Pierre D reminds us of a good interview with Kaluta at:


Pierre D said...

WOW ! Thomas that's amazing !!
Thanks you sooo much for this, I'm in shock.

I also own one of those Calendars, bought it way back when. And that one always had a different feel, you could see something was wrong with the picture, even being a teen Tolkien buff completely ignorant of Mr. Kaluta's work.

And then a few months ago I found out about that Conan cover,

And now this !!

Thank you SO much !

Do you know this interview of Mr. Kaluta ?
He speaks a bit about the Tolkien Calendar and explains how it came to be.

And thanks again and always for the blog, it's a huge eye-opener for me.


Thomas Haller Buchanan said...

Pierre--Thank you, I love comments with exclamation points! Yes, that interview is helpful in understanding the history of the work.

3 cheers and more for Kaluta!

Eric said...

What a fascinating history of that piece, it's interesting to see how the use of the work shifted.

And of course Kaluta art is always incredible. We were so spoiled back in 2009 when we had both Madame Xanadu and Starstruck coming out at the same time.

Just realizing how hard it is for me to say something coherent about the work; it's so wonderful almost all I can do is name the work and go "wow". If a picture is worth a thousand words on average, these are WAY more valuable.

Enough rambling for now; I'm off to dig up my brace of Shadow hardcovers to re-read...

E.G.Palmer said...

Heh, awesome! I have that Conan. It's also really nice that Mr Kaluta took the time to share his work and the background on it. Three cheers for Kaluta!

Here's some extra exclamation points for you, Thom, ( !!!!!!!!!!!), I've got plenty!

Taranaich said...

I've always maintained there are more similarities between Conan and The Lord of the Rings than a first glance might suggest, and this just gives fuel to the fire (in a totally coincidental manner!)

Daniel [] said...

So, do folk here remember the first time that they saw work by Kaluta? I sure do. In my case, it was when he started doing the Shadow. He's got much better since I saw that work, but even then I was awed.

Thomas Haller Buchanan said...

First time I saw Kaluta's work was in a pro-zine—a black and white wordless 4 pages or so, emulating an asian fable. Was it something about a fox maiden or such? I traded off the magazine long ago, before I ever heard of a 'scanner'.

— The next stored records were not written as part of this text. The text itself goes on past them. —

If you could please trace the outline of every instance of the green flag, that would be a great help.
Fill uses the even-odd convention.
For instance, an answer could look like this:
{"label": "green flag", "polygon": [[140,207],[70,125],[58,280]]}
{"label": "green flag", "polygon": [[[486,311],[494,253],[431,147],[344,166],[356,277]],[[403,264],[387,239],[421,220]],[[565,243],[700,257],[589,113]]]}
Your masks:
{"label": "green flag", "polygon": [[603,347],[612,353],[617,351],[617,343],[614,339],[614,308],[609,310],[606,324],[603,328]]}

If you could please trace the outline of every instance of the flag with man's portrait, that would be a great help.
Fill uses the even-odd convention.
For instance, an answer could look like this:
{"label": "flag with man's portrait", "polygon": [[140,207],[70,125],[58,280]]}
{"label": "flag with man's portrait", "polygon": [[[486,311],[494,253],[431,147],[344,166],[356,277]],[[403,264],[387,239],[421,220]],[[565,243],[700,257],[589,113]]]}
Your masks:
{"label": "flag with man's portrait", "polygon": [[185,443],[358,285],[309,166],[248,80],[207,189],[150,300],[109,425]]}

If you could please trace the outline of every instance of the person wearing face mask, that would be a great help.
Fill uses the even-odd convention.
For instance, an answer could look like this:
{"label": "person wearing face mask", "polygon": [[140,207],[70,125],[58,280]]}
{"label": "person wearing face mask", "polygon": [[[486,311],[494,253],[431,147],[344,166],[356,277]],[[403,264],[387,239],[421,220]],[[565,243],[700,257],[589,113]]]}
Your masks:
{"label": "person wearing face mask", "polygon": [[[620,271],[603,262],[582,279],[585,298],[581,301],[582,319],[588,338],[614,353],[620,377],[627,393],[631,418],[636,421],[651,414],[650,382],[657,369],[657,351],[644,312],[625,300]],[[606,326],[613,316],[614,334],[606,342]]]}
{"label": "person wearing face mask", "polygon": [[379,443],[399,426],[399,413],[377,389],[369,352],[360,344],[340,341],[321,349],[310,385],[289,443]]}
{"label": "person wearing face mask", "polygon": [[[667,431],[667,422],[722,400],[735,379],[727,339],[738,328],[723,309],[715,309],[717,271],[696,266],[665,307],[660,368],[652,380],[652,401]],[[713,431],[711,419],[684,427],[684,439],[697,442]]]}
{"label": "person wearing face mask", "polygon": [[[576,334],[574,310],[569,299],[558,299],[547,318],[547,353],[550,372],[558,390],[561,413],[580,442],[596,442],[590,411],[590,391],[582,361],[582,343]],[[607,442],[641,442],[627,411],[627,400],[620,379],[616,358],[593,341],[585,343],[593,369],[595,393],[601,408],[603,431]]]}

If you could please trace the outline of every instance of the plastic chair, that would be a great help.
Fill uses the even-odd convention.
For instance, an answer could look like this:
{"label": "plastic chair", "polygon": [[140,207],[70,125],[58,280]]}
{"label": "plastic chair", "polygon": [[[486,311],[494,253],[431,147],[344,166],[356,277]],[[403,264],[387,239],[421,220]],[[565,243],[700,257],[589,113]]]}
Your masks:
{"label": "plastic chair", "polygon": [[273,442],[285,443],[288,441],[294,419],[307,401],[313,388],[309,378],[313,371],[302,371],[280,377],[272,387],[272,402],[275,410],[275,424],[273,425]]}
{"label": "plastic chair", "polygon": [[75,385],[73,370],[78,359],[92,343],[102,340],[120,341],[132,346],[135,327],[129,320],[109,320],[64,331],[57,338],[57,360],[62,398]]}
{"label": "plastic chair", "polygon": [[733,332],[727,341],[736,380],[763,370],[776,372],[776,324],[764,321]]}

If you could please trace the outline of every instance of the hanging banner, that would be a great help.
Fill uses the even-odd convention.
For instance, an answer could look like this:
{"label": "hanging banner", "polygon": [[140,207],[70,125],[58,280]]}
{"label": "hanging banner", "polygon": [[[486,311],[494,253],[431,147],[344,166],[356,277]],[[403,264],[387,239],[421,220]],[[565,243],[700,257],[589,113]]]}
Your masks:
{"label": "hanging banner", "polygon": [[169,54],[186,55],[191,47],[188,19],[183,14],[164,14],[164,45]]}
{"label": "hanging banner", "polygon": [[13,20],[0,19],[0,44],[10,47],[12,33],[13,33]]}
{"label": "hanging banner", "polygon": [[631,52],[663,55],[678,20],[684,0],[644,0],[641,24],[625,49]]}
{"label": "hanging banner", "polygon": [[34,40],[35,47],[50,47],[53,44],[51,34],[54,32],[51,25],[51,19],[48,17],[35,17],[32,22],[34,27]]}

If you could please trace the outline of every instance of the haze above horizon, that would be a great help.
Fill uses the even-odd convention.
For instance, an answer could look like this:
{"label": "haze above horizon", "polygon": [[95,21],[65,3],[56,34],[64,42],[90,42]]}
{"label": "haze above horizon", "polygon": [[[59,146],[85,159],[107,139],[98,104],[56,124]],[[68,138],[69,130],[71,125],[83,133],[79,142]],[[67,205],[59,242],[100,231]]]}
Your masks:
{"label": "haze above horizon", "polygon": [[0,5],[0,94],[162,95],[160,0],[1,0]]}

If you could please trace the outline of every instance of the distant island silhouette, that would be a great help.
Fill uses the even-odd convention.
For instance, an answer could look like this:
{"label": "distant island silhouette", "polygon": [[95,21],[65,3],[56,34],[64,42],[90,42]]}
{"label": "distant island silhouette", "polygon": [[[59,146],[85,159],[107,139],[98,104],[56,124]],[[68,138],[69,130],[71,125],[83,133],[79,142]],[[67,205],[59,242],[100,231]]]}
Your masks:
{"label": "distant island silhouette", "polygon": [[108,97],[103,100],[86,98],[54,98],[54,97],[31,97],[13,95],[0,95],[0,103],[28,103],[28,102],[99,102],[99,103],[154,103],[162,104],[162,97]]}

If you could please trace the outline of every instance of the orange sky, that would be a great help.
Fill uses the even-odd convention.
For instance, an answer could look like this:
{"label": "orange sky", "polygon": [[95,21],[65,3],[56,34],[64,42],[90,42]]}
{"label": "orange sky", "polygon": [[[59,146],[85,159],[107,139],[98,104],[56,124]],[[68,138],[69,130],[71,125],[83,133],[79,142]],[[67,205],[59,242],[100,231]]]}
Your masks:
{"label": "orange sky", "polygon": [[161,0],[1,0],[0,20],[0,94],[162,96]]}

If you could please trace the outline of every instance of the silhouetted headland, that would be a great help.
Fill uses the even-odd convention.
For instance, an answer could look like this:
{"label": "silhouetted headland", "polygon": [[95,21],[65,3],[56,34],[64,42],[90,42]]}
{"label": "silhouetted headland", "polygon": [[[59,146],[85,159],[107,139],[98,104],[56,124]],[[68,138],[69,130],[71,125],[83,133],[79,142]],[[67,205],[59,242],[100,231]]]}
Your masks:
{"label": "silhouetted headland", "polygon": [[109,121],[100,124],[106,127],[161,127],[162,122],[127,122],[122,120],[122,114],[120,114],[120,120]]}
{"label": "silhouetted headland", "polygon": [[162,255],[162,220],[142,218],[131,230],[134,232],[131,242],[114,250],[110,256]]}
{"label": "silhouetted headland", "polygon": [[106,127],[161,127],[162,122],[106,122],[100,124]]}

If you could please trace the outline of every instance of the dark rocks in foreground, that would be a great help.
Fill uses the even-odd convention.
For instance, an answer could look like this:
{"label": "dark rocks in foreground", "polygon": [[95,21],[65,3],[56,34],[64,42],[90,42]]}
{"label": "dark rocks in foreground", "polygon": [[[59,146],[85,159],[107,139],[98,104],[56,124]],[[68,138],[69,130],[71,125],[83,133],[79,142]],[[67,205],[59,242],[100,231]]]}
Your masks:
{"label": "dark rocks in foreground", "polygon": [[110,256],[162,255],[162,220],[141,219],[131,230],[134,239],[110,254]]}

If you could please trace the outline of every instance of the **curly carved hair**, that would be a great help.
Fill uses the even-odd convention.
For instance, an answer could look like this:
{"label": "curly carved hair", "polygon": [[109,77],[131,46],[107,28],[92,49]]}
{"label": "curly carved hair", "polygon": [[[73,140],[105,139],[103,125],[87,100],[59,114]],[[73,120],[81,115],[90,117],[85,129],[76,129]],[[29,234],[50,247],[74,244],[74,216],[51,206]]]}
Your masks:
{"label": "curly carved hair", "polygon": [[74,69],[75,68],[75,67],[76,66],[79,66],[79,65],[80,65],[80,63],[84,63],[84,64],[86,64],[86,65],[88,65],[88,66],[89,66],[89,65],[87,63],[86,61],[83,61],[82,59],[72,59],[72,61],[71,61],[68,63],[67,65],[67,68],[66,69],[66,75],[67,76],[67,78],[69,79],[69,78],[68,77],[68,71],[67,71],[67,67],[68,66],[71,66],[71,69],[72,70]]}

I would truly love to see those pages of art again.

Eric said...

While I'm sure it's not the first time I saw his work or heard his name by a long shot, I think the first time I was really aware of Kaluta's work was his covers for Books of Magic. I was born in '71 and too young for the Shadow to register, and somehow missed his stuff as I got older. His Books of Magic cover run came at a time when I was finally able to appreciate it. Amazing work.

Duane Spurlock said...

Can't remember where I first saw Kaluta's work: in DC Comics' THE SHADOW or as a backup, SPAWN OF FRANKENSTEIN (back up series in THE PHANTOM STRANGER, I think). Always a treat.